Before submitting a job, one needs to copy a static linked grmonty binary to bin/

ssh <user>@login<ID>.osgconnect.net
mkdir -p src
cd src
git clone https://github.com/AFD-Illinois/igrmonty.git
cd igrmonty
# Change the default N_THBINS in `/model/iharm/model.h` to a larger number, e.g.,
# #define N_THBINS 18
# Edit `make` so that the CFLAGS line contains `-static`; e.g.,
# CFLAGS = -static -std=gnu99 -O3 -fopenmp -funroll-loops -Wall -Wextra
module load gsl hdf5
make

cd ~/runs/Ma+0.94_w5_SED
cp ~/src/igrmonty/grmonty bin

Also make sure that you update the md5sum of grmonty in bin/wrapper, e.g.,

 grmd5="22691ef253e109166acb1eb5d5ac1084"

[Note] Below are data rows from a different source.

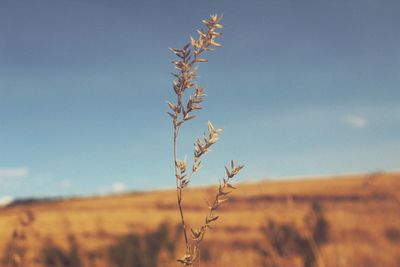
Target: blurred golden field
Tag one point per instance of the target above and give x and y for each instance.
(262, 224)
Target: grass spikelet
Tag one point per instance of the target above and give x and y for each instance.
(181, 111)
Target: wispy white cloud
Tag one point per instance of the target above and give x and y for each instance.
(356, 121)
(65, 184)
(118, 187)
(18, 172)
(4, 201)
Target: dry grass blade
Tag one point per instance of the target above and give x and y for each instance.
(181, 111)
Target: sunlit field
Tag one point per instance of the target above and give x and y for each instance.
(265, 224)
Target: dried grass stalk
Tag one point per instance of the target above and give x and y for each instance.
(181, 111)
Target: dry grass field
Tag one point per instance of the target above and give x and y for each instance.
(264, 224)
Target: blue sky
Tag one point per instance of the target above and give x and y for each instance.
(300, 88)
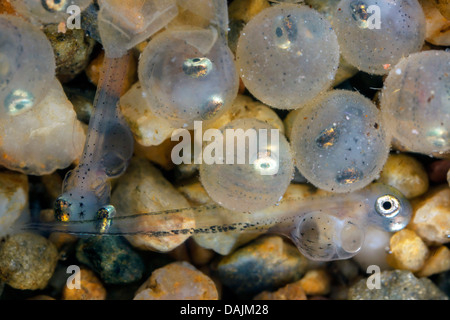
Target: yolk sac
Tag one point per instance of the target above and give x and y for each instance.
(48, 11)
(287, 55)
(188, 73)
(253, 179)
(375, 34)
(27, 65)
(415, 101)
(324, 227)
(339, 141)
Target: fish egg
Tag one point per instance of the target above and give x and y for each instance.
(27, 65)
(339, 141)
(416, 102)
(186, 81)
(375, 34)
(287, 55)
(251, 176)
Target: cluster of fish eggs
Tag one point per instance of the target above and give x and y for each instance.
(287, 57)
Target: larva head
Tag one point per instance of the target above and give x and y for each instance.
(82, 221)
(325, 235)
(389, 210)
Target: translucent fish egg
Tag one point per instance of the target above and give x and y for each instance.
(125, 23)
(187, 79)
(27, 65)
(339, 141)
(416, 102)
(287, 55)
(261, 179)
(375, 34)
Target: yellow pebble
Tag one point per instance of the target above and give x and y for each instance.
(90, 288)
(438, 262)
(431, 216)
(407, 251)
(292, 291)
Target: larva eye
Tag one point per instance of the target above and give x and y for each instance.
(62, 210)
(387, 206)
(103, 218)
(54, 5)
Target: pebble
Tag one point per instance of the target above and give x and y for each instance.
(431, 215)
(292, 291)
(442, 280)
(406, 174)
(316, 282)
(72, 50)
(6, 7)
(444, 7)
(438, 262)
(245, 10)
(199, 256)
(41, 297)
(91, 288)
(407, 251)
(27, 261)
(437, 170)
(177, 281)
(265, 264)
(437, 25)
(13, 199)
(160, 154)
(49, 135)
(397, 285)
(143, 189)
(111, 258)
(147, 128)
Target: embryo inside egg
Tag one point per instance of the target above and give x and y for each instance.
(339, 141)
(287, 55)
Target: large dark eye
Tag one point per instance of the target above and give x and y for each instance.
(62, 211)
(54, 5)
(388, 206)
(103, 218)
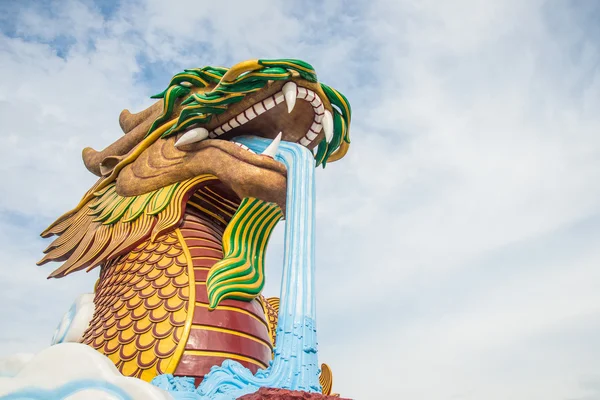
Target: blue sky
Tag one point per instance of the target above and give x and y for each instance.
(458, 241)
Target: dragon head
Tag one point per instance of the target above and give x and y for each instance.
(184, 143)
(188, 133)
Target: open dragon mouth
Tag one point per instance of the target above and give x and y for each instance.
(186, 152)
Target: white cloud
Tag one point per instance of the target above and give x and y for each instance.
(467, 202)
(75, 371)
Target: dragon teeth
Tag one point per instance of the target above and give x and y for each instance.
(271, 150)
(192, 136)
(289, 94)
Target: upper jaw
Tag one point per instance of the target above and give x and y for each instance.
(296, 108)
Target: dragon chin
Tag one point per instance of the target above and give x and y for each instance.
(182, 212)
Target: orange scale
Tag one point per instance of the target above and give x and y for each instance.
(112, 290)
(145, 342)
(111, 321)
(163, 365)
(110, 332)
(98, 342)
(170, 239)
(129, 294)
(127, 278)
(173, 304)
(154, 274)
(162, 329)
(121, 278)
(148, 374)
(139, 312)
(167, 292)
(124, 324)
(153, 246)
(146, 359)
(130, 368)
(164, 348)
(175, 252)
(134, 255)
(116, 306)
(158, 315)
(165, 250)
(88, 341)
(161, 282)
(96, 331)
(179, 317)
(164, 262)
(144, 258)
(134, 302)
(122, 290)
(183, 293)
(135, 279)
(121, 313)
(153, 302)
(145, 269)
(111, 349)
(174, 270)
(147, 291)
(154, 257)
(177, 333)
(136, 267)
(181, 280)
(128, 352)
(142, 326)
(126, 336)
(141, 285)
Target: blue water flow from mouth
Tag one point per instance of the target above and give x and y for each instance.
(295, 362)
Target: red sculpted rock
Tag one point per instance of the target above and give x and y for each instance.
(282, 394)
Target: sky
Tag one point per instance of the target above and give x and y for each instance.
(458, 241)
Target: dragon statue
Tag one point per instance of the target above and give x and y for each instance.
(179, 220)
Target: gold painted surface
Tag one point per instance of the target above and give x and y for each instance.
(223, 354)
(271, 305)
(143, 308)
(105, 228)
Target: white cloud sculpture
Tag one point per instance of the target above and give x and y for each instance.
(70, 371)
(76, 320)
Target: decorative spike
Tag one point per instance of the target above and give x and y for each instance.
(328, 126)
(192, 136)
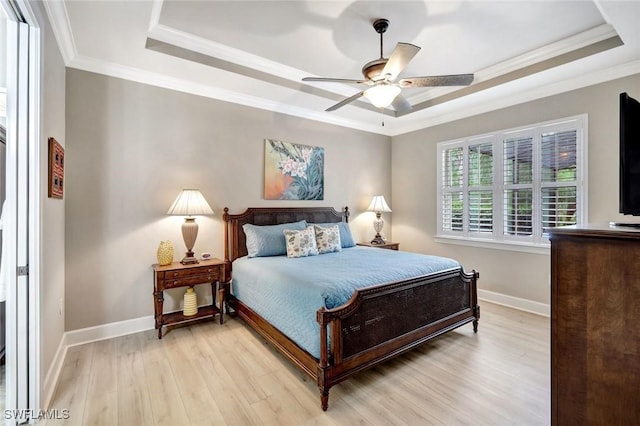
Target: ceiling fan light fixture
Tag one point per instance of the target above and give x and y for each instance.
(382, 95)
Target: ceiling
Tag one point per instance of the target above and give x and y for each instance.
(256, 52)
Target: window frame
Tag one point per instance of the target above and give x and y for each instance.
(538, 242)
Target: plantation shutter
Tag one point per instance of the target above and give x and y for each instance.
(480, 187)
(559, 178)
(518, 186)
(452, 189)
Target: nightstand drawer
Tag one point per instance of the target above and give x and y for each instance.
(189, 281)
(202, 270)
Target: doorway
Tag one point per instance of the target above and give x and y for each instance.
(19, 267)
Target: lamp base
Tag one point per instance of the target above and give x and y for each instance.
(378, 240)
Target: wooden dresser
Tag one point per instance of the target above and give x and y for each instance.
(595, 325)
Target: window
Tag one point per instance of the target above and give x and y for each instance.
(512, 185)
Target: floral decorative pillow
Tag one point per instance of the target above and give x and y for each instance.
(328, 238)
(301, 243)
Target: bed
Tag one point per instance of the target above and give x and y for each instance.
(405, 305)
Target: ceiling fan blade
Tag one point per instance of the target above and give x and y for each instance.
(400, 57)
(334, 80)
(401, 105)
(345, 101)
(437, 80)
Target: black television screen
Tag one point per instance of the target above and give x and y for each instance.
(629, 155)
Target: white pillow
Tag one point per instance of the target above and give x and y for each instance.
(328, 238)
(301, 243)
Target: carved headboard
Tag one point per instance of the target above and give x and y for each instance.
(235, 241)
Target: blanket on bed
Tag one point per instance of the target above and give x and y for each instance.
(287, 292)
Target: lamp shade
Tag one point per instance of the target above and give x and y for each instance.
(190, 202)
(381, 95)
(378, 204)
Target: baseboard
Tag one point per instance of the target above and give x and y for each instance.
(122, 328)
(108, 331)
(51, 380)
(515, 302)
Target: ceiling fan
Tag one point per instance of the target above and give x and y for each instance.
(381, 74)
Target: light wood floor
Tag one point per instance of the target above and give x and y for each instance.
(207, 374)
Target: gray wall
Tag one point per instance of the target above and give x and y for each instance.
(52, 267)
(130, 149)
(516, 274)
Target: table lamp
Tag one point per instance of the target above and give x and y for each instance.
(190, 203)
(378, 205)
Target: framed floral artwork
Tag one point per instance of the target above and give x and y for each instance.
(292, 171)
(56, 169)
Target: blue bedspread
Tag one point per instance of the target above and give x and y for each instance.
(287, 292)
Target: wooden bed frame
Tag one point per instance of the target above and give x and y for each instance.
(376, 324)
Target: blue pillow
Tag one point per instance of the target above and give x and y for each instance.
(268, 240)
(346, 239)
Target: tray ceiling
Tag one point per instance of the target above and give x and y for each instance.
(256, 52)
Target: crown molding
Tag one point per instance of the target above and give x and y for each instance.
(187, 86)
(61, 26)
(541, 55)
(573, 83)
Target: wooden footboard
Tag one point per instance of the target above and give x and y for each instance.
(383, 321)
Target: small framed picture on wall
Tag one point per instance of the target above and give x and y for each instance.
(56, 169)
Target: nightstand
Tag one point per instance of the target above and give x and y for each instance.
(178, 275)
(389, 246)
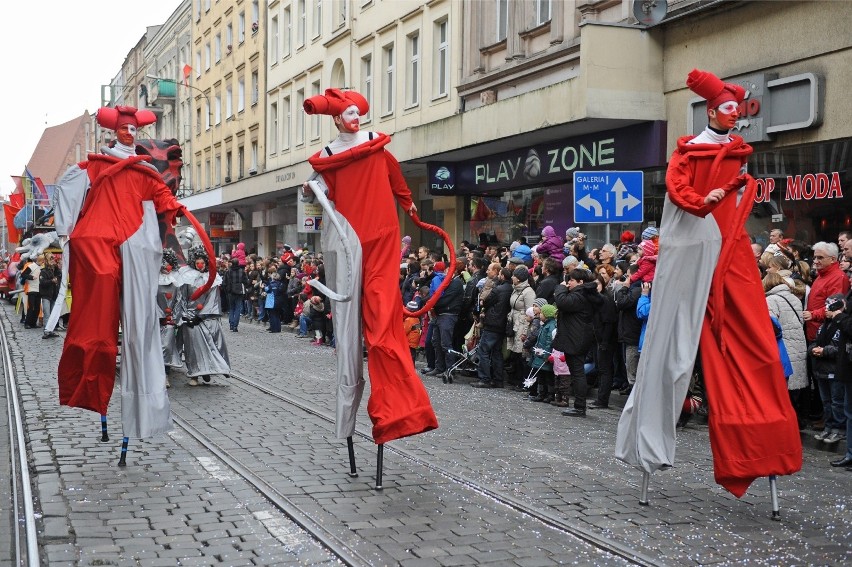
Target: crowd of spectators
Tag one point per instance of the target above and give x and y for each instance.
(556, 320)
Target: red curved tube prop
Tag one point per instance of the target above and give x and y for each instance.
(211, 255)
(451, 267)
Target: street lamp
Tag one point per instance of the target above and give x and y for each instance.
(177, 115)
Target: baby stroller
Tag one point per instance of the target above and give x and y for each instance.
(467, 361)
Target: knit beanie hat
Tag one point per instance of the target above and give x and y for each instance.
(650, 233)
(648, 248)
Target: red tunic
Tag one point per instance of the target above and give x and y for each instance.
(753, 428)
(363, 182)
(112, 213)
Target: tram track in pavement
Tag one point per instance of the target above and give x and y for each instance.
(20, 536)
(535, 518)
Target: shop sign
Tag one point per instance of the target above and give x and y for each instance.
(805, 187)
(308, 216)
(771, 105)
(634, 147)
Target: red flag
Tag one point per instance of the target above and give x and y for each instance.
(10, 212)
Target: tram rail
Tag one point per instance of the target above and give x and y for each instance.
(344, 552)
(23, 534)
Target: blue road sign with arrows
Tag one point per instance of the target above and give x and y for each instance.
(608, 196)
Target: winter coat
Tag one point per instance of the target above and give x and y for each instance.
(787, 309)
(575, 332)
(629, 326)
(829, 281)
(551, 244)
(496, 308)
(520, 300)
(543, 345)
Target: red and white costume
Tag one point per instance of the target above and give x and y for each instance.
(362, 180)
(707, 290)
(107, 207)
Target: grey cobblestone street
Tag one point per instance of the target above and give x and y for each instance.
(176, 503)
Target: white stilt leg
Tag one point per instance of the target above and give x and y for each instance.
(773, 491)
(643, 497)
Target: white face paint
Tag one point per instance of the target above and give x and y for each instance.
(349, 120)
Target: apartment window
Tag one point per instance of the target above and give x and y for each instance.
(287, 117)
(255, 87)
(303, 24)
(442, 58)
(387, 56)
(315, 90)
(317, 19)
(340, 13)
(273, 40)
(367, 82)
(300, 117)
(412, 84)
(542, 11)
(273, 131)
(287, 29)
(502, 18)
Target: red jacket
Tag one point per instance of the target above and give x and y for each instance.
(829, 281)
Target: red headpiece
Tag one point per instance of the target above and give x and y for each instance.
(335, 101)
(114, 118)
(710, 87)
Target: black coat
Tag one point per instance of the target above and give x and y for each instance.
(575, 333)
(546, 287)
(844, 346)
(451, 300)
(496, 308)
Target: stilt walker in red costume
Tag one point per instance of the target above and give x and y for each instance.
(106, 210)
(753, 428)
(362, 179)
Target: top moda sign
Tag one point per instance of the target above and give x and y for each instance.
(634, 147)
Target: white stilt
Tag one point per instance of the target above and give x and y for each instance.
(773, 491)
(643, 497)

You may also need to edit bin/pargen to generate the necessary parameter sets. Then, simply submit an OSG job by

bin/batches

bin/batches will create a table of input parameters of Condor and put it in par/BATCH.ALL. However, because at the EHT we are running a large number of jobs, they may exceed the maximum allowed jobs on your queue. Therefore, bin/batches also split par/BATCH.ALL into smaller files par/batch.p00, par/batch.p01, ... and try to submit each of them individually. Once a job is submitted successfully, it will be renamed as par/BATCH.D00. You may simply rerun bin/batches multiple times. Every time it will try to submit the last unsubmitted par/batch.pXX file.

bin/batches uses bin/submit under the hood, which is a standard Condor submission script starts with a hashbang directive to use the system condor_submit.

It uses bin/parget to get the list of parameters from the corresponding file in par/. These parameter sets are then passed to bin/wrapper on the worker machines as command line arguments. bin/wrapper will automatically generate a grmonty parameter file based on the arguments, and start grmonty with it.

All Condor logs, stdout, and stderr will be sent to log/. The parameter files, hotcross data, and spectrum output will be saved to out/. Their file names are transform according to the rules described in bin/submit.